Pretoria - A project manager at the Modimolle-Mookgophong Local Municipality in Limpopo lost his urgent bid for a disciplinary hearing against him to be put on ice, pending the outcome of a possible criminal prosecution against him.
The worker turned to the Labour Court in Johannesburg, arguing that his constitutional rights for a fair trial would be compromised if the disciplinary hearing went ahead, as he may incriminate himself during this hearing.
He feared that what he said during the hearing may be used against him in possible criminal proceedings.
In turning down his application, the court said where a criminal complaint or charge is laid by an employer, it does not stand in the way of that same employer subjecting the employee to a disciplinary process in the workplace.
The employee was charged with misconduct in connection with 19 payments made to certain service providers. The essence of the charge was that he failed to follow the internal control procedures of the municipality.
The municipality further laid criminal charges with the SAPS in respect of some of the charges that the employee had to answer to at the disciplinary hearing.
The main issue for determination was whether an employer may be interdicted from starting or from proceeding with a disciplinary hearing where criminal charges have been laid or are under investigation or are pending before court.
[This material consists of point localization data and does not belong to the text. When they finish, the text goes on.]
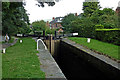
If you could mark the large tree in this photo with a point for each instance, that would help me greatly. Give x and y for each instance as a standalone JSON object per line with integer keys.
{"x": 39, "y": 26}
{"x": 67, "y": 20}
{"x": 14, "y": 18}
{"x": 89, "y": 8}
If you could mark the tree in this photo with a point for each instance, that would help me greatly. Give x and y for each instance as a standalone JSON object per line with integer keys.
{"x": 50, "y": 3}
{"x": 16, "y": 20}
{"x": 89, "y": 8}
{"x": 66, "y": 22}
{"x": 39, "y": 26}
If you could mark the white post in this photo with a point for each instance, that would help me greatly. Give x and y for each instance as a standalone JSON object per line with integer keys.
{"x": 88, "y": 40}
{"x": 4, "y": 50}
{"x": 43, "y": 44}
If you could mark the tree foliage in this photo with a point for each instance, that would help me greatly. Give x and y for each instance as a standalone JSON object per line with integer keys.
{"x": 67, "y": 20}
{"x": 14, "y": 18}
{"x": 89, "y": 8}
{"x": 39, "y": 26}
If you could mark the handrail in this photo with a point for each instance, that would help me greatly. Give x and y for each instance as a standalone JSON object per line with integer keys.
{"x": 43, "y": 44}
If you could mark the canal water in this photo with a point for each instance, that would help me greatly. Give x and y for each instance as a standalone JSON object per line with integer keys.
{"x": 73, "y": 66}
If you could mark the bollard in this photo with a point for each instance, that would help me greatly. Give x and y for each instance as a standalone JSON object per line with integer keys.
{"x": 4, "y": 50}
{"x": 20, "y": 41}
{"x": 88, "y": 40}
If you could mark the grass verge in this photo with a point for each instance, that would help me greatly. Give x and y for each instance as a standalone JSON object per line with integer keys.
{"x": 99, "y": 46}
{"x": 21, "y": 61}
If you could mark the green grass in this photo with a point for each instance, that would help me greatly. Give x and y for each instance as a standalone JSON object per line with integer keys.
{"x": 10, "y": 41}
{"x": 21, "y": 61}
{"x": 0, "y": 66}
{"x": 102, "y": 47}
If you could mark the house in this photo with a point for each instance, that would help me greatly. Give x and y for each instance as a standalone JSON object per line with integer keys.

Towards the end of January the applicant was charged with misconduct in connection with 19 payments made to certain service providers.
The applicant had no difficulties with the disciplinary hearing in respect of the misconduct charge, but things changed when the municipality added two more charges to the charge sheet.
The municipal manager then laid charges of fraud against the applicant with the SAPS.
He was accused in the additional charges of being guilty of fraud amounting to nearly R2 million.
The applicant protested at this turn of events, complaining that the laying of criminal charges against him in respect of some of the charges placed him in a quandary.
His main concern was that he would not be able to answer fully or even at all to the additional charges at the disciplinary hearing without compromising his right not to give self-incriminatory evidence.
His fear was that the evidence he might give at the disciplinary hearing could be used against him at the criminal trial, if the matter went to court.
Acting Judge M Jolwana commented that if a person in this position chooses not to testify at a disciplinary inquiry for fear of self-incrimination, he exposes himself or herself, not by compulsion but by choice, to the possibility of not being able to protect his or her job.
“The hard choices he or she faces have nothing to do with the employer enforcing the code of conduct and discipline in the workplace which, in any event, is generally incorporated explicitly or by necessary implication into the employment contract.”
The judge pointed out that the procedures at a disciplinary hearing and a criminal trial are vastly different.
At the criminal trial, the assessment of the evidence is based on very different principles of law.
The test is not that of determining the preponderance of probabilities. It is based on the fact that, first, the accused person does not have to prove his innocence.
The responsibility to establish the guilt of an accused person is that of the State, and the State alone.
He said the evidence, submissions or statements made at a disciplinary hearing are not automatically admissible in a criminal trial that may ensue down the line.
The judge said the applicant had not established any basis on which he deserved protection from the disciplinary hearing.